In addition to the debates over sustainable development, this subject will provide students with the skills needed to examine, analyse, and report on challenges related to their interests. At its heart, the subject explores the primary question of sustainable development, which is whether it can be useful in a world (seemingly) approaching numerous catastrophic tipping points. The climate is changing, the oceans are acidifying, the soils cannot keep producing our food, and wealth is being concentrated amongst a smaller and smaller segment of the world. Is sustainable development helpful in understanding, and ideally changing, these trends?
There are also more practical considerations surrounding the debate over sustainable development. Some people might be interested in having a greater impact on the world through development projects, micro-credit, or volunteering. Is sustainable development helpful? Can the concept help individuals seeking to improve our world (or at least trying)? Does it help ensure that their efforts are beneficial and not perverted by opposing interests and processes?
It is also worth considering whether sustainable development might not be better thought of as an analytical framing: as a way of pulling apart problems or projects in order to better understand or assess their impact on ecological sustainability, development, or economics? Is sustainable development an analytical tool for making sense of ‘wicked’ problems?

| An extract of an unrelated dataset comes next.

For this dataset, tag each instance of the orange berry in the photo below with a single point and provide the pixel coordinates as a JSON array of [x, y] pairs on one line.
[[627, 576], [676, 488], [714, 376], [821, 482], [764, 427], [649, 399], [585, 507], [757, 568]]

In this subject we will review the history of sustainable development, which draws together literature from Geography, Sociology, Engineering, Psychology, Economics, and the Sciences. We will explore critiques of sustainable development, and force ourselves to consider whether it is possible, practical, or even useful in the ‘real world’. We will explore several key challenges, using sustainable development as a lens or framing. And finally and most creatively, we will attempt to reinterpret sustainable development in a world of growing inequality.
For more information see: http://briansresearch.wordpress.com/teaching/sustainable-development/
Intended learning outcomes
On completion of this subject students will:
- understand and be able to compare a range of theories related to sustainable development;
- be able to apply numerous methods designed to critically engage with debates over sustainable development;
- be familiar with different framings of sustainable development;
- be able to synthesise competing interpretations and debates;
- be aware of the complex processes and issues that are incorporated into debates and controversies of sustainable development;
Generic skills
Students who have completed this subject will:
- be capable of thinking critically about issues relating to sustainable development;
- be capable of developing a conceptual framework appropriate to understanding and interpreting problems relating to sustainability;
- be able to learn research skills appropriate to understanding and interpreting issues and problems of sustainable development;
- be able to write coherent and well-researched essays;
- be capable of engaging in effective oral presentations.